Tal fue la leyenda, la historia, que el dueño de la casa leyó en alta voz. Todos la escucharon con fervor, pero, sobre todo, llenó de fuego, y de vida a aquella muchacha sentada en el rincón: Sara, la joven judía. Grandes lágrimas asomaron a sus brillantes ojos negros; en su alma infantil volvió a sentir, como ya la sintiera antaño en el banco de la escuela, la sublimidad del Evangelio. Las lágrimas rodaron por sus mejillas.

«¡No dejes que mi hija se haga cristiana!», habían sido las últimas palabras de su madre moribunda; y en su corazón y en su alma resonaban aquellas otras palabras del mandamiento divino: «Honrarás a tu padre y a tu madre».

«¡No soy cristiana! Me llaman la judía; aún el domingo último me lo llamaron en son de burla los hijos del vecino, cuando me estaba frente a la puerta abierta de la iglesia mirando el brillo de los cirios del altar y escuchando los cantos de los fieles. Desde mis tiempos de la escuela hasta ahora he venido sintiendo en el Cristianismo una fuerza que penetra en mi corazón como un rayo de sol aunque cierre los ojos. Pero no te afligiré en la tumba, madre, no seré perjura al voto de mi padre: no leeré la Biblia cristiana. Tengo al Dios de mis antepasados; ante Él puedo inclinar mi cabeza».

Y transcurrieron más años.

Murió el cabeza de la familia y dejó a su esposa en situación apurada. Había que renunciar a la muchacha; pero Sara no se fue, sino que acudió en su ayuda en el momento de necesidad; contribuyó a sostener el peso de la casa, trabajando hasta altas horas de a noche y procurando el pan de cada día con la labor de sus manos. Ningún pariente quiso acudir en auxilio de la familia; la viuda, cada día más débil, había de pasarse meses enteros en la cama, enferma. Sara la cuidaba, la velaba, trabajaba, dulce y piadosa; era una bendición para la casa hundida.

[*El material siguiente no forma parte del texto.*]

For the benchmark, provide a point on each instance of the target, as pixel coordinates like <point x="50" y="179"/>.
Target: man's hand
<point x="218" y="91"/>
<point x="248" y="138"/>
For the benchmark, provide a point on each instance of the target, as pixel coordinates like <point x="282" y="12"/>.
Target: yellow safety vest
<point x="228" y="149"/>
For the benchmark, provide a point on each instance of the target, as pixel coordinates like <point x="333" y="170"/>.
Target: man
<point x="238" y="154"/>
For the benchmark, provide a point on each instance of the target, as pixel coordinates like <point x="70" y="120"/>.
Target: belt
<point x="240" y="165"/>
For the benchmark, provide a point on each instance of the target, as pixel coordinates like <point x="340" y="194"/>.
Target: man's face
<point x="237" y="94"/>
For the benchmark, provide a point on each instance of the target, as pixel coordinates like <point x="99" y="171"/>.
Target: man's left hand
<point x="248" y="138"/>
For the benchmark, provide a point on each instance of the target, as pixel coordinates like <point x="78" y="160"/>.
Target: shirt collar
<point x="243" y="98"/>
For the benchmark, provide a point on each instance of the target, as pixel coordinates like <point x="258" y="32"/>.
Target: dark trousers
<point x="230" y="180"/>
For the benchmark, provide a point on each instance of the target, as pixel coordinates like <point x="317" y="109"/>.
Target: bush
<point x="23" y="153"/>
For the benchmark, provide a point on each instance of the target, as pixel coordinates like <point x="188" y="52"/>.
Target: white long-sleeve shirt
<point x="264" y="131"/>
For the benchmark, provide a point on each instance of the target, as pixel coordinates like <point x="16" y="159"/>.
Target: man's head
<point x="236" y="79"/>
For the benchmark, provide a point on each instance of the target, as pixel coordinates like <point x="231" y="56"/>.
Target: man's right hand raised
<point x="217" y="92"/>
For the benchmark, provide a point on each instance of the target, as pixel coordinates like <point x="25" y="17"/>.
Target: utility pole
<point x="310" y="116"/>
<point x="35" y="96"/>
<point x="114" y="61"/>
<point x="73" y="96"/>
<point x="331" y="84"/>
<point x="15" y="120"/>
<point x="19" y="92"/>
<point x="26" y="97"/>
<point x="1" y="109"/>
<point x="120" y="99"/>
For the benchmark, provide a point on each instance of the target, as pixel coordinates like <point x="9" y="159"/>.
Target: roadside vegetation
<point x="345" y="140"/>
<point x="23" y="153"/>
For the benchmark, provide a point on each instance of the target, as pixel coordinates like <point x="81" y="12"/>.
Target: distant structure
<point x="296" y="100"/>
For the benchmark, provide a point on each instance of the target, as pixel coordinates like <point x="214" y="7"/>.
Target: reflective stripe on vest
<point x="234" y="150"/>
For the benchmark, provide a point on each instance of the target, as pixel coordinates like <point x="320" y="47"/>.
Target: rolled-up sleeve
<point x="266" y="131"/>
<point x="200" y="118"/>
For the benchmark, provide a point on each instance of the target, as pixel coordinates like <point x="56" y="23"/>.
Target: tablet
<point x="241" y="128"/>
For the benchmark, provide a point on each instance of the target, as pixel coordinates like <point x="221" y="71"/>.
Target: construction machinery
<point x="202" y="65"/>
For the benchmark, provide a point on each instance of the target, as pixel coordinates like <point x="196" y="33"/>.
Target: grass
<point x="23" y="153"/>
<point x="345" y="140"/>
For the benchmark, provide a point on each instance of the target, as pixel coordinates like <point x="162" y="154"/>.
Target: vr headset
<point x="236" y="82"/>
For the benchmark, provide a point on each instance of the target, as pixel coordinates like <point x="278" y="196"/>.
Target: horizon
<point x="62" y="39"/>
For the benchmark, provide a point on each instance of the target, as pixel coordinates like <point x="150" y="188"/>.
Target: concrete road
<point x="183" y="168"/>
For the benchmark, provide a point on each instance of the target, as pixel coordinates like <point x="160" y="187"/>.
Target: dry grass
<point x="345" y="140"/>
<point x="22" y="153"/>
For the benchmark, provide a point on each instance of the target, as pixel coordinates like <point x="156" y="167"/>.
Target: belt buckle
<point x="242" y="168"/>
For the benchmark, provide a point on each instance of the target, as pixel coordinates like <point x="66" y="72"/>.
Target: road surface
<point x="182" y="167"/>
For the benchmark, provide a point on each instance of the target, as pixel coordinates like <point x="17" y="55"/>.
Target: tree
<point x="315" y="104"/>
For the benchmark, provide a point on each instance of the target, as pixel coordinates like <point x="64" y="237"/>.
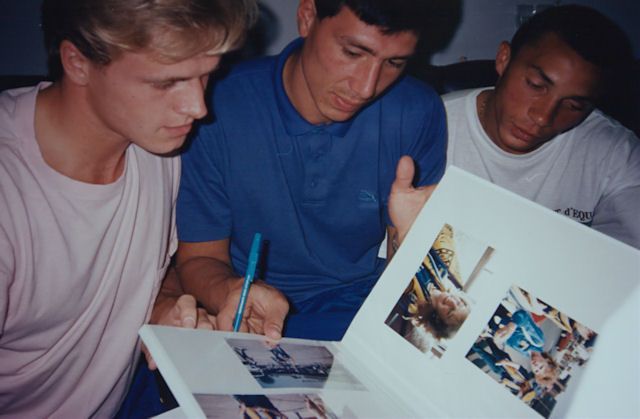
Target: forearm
<point x="209" y="280"/>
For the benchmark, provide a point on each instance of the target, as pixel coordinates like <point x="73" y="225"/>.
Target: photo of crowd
<point x="274" y="406"/>
<point x="289" y="365"/>
<point x="532" y="349"/>
<point x="435" y="303"/>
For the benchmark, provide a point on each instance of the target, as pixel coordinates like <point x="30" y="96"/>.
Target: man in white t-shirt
<point x="87" y="198"/>
<point x="538" y="134"/>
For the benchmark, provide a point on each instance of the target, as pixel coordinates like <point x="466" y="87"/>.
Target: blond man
<point x="87" y="194"/>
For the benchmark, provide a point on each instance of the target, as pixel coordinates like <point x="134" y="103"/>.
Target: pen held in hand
<point x="254" y="253"/>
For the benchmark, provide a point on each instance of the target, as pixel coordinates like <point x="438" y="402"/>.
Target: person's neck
<point x="297" y="89"/>
<point x="73" y="141"/>
<point x="485" y="107"/>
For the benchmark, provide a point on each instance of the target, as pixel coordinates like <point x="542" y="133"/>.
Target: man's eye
<point x="163" y="85"/>
<point x="534" y="86"/>
<point x="397" y="63"/>
<point x="576" y="107"/>
<point x="350" y="53"/>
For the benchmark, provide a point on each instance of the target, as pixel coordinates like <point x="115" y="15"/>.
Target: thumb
<point x="404" y="174"/>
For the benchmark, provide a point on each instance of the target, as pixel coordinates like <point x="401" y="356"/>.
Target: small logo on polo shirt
<point x="366" y="196"/>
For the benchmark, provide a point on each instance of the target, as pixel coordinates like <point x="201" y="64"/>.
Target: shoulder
<point x="457" y="97"/>
<point x="409" y="92"/>
<point x="600" y="132"/>
<point x="246" y="71"/>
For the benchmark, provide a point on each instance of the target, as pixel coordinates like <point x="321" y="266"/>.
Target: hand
<point x="405" y="200"/>
<point x="264" y="311"/>
<point x="182" y="313"/>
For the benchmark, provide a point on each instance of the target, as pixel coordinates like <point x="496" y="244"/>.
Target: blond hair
<point x="172" y="30"/>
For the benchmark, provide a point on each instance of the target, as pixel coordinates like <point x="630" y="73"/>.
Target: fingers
<point x="187" y="314"/>
<point x="274" y="317"/>
<point x="264" y="313"/>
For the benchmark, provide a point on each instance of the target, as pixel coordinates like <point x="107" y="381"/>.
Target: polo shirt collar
<point x="293" y="122"/>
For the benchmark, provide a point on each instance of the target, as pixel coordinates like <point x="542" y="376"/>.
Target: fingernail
<point x="188" y="321"/>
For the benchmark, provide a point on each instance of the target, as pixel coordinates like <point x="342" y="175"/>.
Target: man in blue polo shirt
<point x="307" y="148"/>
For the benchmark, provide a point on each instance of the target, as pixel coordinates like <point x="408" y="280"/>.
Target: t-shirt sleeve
<point x="429" y="151"/>
<point x="423" y="136"/>
<point x="616" y="214"/>
<point x="203" y="212"/>
<point x="6" y="277"/>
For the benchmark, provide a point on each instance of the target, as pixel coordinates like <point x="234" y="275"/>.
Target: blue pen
<point x="248" y="278"/>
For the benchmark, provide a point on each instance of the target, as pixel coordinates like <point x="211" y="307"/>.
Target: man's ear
<point x="306" y="16"/>
<point x="75" y="63"/>
<point x="503" y="56"/>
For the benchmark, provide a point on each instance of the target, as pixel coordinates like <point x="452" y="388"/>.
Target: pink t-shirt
<point x="80" y="267"/>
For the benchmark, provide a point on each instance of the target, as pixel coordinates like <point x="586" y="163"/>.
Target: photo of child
<point x="532" y="349"/>
<point x="435" y="303"/>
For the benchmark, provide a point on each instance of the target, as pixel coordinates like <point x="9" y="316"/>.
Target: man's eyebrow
<point x="542" y="74"/>
<point x="165" y="79"/>
<point x="355" y="44"/>
<point x="547" y="79"/>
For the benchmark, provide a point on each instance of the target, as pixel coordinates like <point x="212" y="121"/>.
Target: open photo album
<point x="492" y="307"/>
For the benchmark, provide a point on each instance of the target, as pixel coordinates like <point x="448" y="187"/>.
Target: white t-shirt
<point x="80" y="267"/>
<point x="590" y="173"/>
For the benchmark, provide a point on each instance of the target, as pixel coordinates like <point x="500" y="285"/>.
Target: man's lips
<point x="346" y="105"/>
<point x="180" y="130"/>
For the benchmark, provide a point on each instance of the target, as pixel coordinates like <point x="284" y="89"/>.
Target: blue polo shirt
<point x="317" y="193"/>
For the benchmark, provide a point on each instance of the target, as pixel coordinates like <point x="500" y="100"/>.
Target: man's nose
<point x="542" y="111"/>
<point x="365" y="81"/>
<point x="191" y="100"/>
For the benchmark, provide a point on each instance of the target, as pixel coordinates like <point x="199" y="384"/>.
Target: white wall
<point x="483" y="25"/>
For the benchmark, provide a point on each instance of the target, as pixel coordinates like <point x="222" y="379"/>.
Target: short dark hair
<point x="588" y="32"/>
<point x="391" y="16"/>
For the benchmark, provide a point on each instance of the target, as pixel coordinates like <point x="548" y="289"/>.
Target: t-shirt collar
<point x="294" y="123"/>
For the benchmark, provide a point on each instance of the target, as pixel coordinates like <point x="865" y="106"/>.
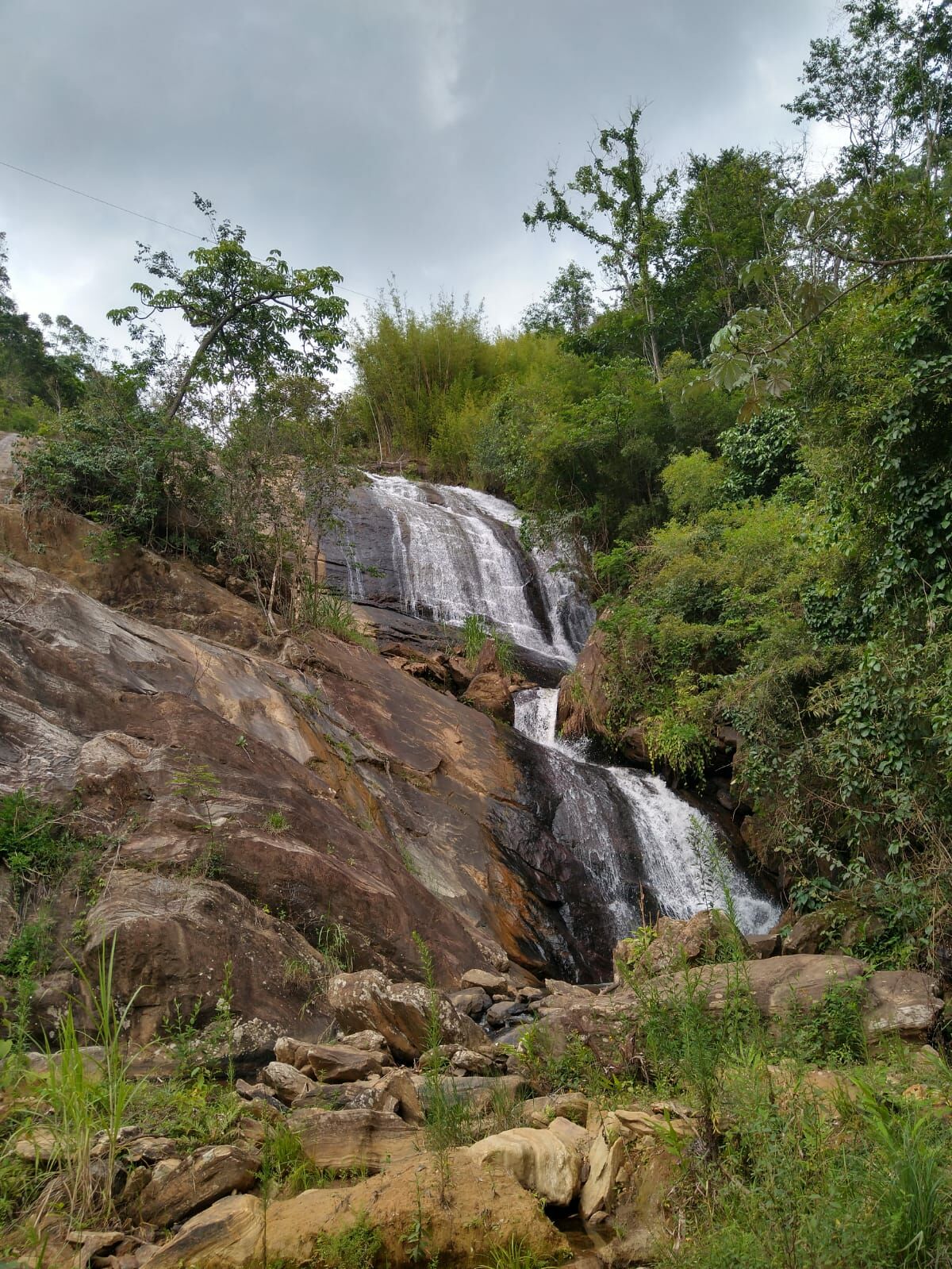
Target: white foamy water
<point x="447" y="552"/>
<point x="682" y="879"/>
<point x="456" y="552"/>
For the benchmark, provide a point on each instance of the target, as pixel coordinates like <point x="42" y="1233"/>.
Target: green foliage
<point x="327" y="610"/>
<point x="36" y="843"/>
<point x="829" y="1032"/>
<point x="516" y="1256"/>
<point x="254" y="319"/>
<point x="124" y="466"/>
<point x="355" y="1248"/>
<point x="693" y="484"/>
<point x="285" y="1169"/>
<point x="478" y="633"/>
<point x="759" y="453"/>
<point x="416" y="371"/>
<point x="871" y="1197"/>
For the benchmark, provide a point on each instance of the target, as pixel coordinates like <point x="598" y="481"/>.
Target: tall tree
<point x="723" y="224"/>
<point x="568" y="306"/>
<point x="622" y="212"/>
<point x="255" y="319"/>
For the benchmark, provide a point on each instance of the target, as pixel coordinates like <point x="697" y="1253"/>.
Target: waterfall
<point x="682" y="879"/>
<point x="443" y="553"/>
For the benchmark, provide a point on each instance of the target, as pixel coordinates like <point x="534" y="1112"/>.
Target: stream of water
<point x="452" y="552"/>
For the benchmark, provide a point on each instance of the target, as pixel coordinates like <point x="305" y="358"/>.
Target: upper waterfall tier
<point x="444" y="553"/>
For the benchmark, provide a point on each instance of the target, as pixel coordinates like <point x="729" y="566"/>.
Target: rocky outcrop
<point x="187" y="1186"/>
<point x="177" y="940"/>
<point x="450" y="1205"/>
<point x="399" y="1012"/>
<point x="672" y="944"/>
<point x="346" y="1140"/>
<point x="894" y="1003"/>
<point x="490" y="693"/>
<point x="268" y="790"/>
<point x="537" y="1159"/>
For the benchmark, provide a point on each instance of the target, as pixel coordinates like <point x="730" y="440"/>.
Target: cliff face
<point x="264" y="796"/>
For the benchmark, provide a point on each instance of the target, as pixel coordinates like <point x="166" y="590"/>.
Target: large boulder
<point x="399" y="1012"/>
<point x="901" y="1003"/>
<point x="490" y="693"/>
<point x="605" y="1160"/>
<point x="171" y="940"/>
<point x="344" y="1140"/>
<point x="539" y="1159"/>
<point x="340" y="1063"/>
<point x="450" y="1202"/>
<point x="190" y="1184"/>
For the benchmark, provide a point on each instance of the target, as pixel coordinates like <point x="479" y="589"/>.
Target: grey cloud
<point x="378" y="136"/>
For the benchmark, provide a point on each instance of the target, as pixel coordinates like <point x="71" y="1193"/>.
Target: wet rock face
<point x="309" y="781"/>
<point x="432" y="553"/>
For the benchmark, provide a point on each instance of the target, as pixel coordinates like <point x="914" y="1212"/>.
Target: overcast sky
<point x="376" y="136"/>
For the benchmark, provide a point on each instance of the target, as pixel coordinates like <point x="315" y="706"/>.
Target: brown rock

—Toma la Biblia —dijo un día la enferma.—. Léeme un fragmento. ¡Es tan larga la velada y siento tantos deseos de oír la palabra de Dios!

Sara bajó la cabeza; dobló las manos sobre la Biblia y, abriéndola, se puso a leerla a la enferma. A menudo le acudían las lágrimas a los ojos, pero aumentaba en ellos la claridad, y también en su alma: «Madre, tu hija no puede recibir el bautismo de los cristianos ni ingresar en su comunidad; lo quisiste así y respetaré tu voluntad; estamos unidos aquí en la tierra, pero más allá de ella… estamos aún más unidos en Dios, que nos guía y lleva allende la muerte. Él desciende a la tierra, y después de dejarla sufrir la hace más rica. ¡Lo comprendo! No sé yo misma cómo fue. ¡Es por Él, en Él: Cristo!».

Estremecióse al pronunciar su nombre, y un bautismo de fuego la recorrió toda ella con más fuerza de la que el cuerpo podía soportar, por lo que cayó desplomada, más rendida que la enferma a quien velaba.

—¡Pobre Sara! —dijeron—, no ha podido resistir tanto trabajo y tantas velas.

La llevaron al hospital, donde murió. La enterraron, pero no al cementerio de los cristianos; no había en él lugar para la joven judía, sino fuera, junto al muro; allí recibió sepultura.